W wielu przypadkach zatem w miejscu tego „muszę”, mogłoby być „chcę”. Wszystko jest jakimś „chcę”. Nawet jeśli tymczasowo „muszę” chodzić do pracy, w której cierpię, to jednak tam idę, bo w szerszym kontekście przynajmniej chcę żyć. Nie jest to jeszcze stan głębokiej depresji, w którym chce się jedynie umrzeć i nie ma siły do tego, żeby wstać z łóżka.
Zamiana „muszę” na „chcę” zmienia znaczenie naszego daru. Właściwie tylko wtedy jest to prawdziwe dawanie. Każdemu „muszę” – czy to wypowiedzianemu w myślach do siebie czy na głos, towarzyszy odczucie, że właściwie nie chcę… Czy chcielibyśmy dostawać prezenty wykreowane w czyimś cierpieniu?
LĘK I OPÓR PRZED DAWANIEM
Człowiek rodzi się egoistą. Dziecko myśli tylko o zaspokojeniu własnych potrzeb. Musi minąć kilka lat zanim zacznie w jakiś sposób myśleć o innych.

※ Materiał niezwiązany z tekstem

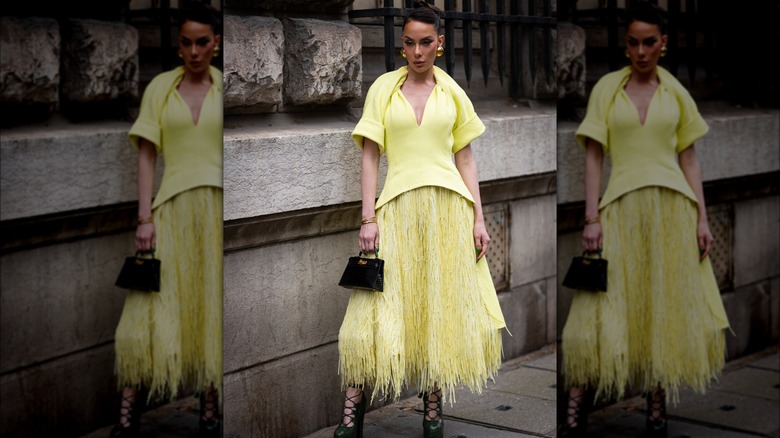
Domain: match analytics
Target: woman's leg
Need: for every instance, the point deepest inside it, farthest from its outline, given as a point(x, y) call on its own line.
point(433, 423)
point(352, 417)
point(656, 412)
point(129, 414)
point(209, 413)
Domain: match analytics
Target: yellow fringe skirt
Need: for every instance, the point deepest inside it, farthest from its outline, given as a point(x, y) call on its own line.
point(438, 320)
point(173, 338)
point(662, 319)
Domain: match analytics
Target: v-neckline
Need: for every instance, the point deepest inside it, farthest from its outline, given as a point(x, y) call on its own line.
point(195, 123)
point(425, 107)
point(642, 123)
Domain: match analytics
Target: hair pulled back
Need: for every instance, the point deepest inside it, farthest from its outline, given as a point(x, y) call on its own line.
point(647, 12)
point(425, 12)
point(200, 13)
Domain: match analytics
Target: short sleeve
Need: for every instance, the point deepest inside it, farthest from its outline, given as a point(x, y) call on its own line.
point(692, 126)
point(594, 125)
point(468, 125)
point(148, 125)
point(371, 124)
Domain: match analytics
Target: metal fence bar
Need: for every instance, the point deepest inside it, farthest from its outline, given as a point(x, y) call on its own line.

Dawanie dla wielu ludzi jest trudne, ponieważ towarzyszy mu lęk, że coś stracą lub czegoś im zabraknie. W buddyzmie tybetańskim jest metoda, która polega na dawaniu sobie przedmiotów z jednej ręki do drugiej, żeby jakoś oswoić umysł z dawaniem i oddawaniem.
Założenie, że coś tracimy jest błędem umysłu. Omówię to na przykładzie finansów, jednak podobnie rzecz ma się z dawaniem czasu, uwagi, energii w innych formach.
Nawet jeśli nie wierzymy w prawo karmy i inne duchowe nauki, które mówią o tym, że dobro do nas wraca (czasem nie poprzez tego człowieka, któremu my coś daliśmy), to dawanie broni się też na płaszczyźnie psychologicznej. Koncentrując swoje myśli wokół tego, że musimy oszczędzać i gromadzić wyrabiamy w sobie przekonanie, że mamy czegoś za mało, czyli że tak naprawdę jesteśmy ubodzy. Zapewne wszyscy znamy osoby, które oszczędzają bardzo skrupulatnie, a wcale nie wyglądają na szczęśliwe i nie cieszą się zgromadzonymi dobrami. Oszczędzanie będące wyrazem szacunku dla pieniędzy jest korzystne. Nie jest dobrze jednak, gdy towarzyszy temu lęk lub niechęć wobec wymiany z innymi ludźmi. Jeśli mamy problem z wydawaniem pieniędzy, możemy płacąc myśleć o szczęściu i dobrobycie osoby, której płacimy lub mówić wewnętrznie do swoich pieniędzy: „Idźcie w świat, zróbcie coś dobrego i wróćcie do mnie z przyjaciółmi”. Chodzi głównie o zmianę emocji, które u nas są związane z pieniędzmi i dawaniem.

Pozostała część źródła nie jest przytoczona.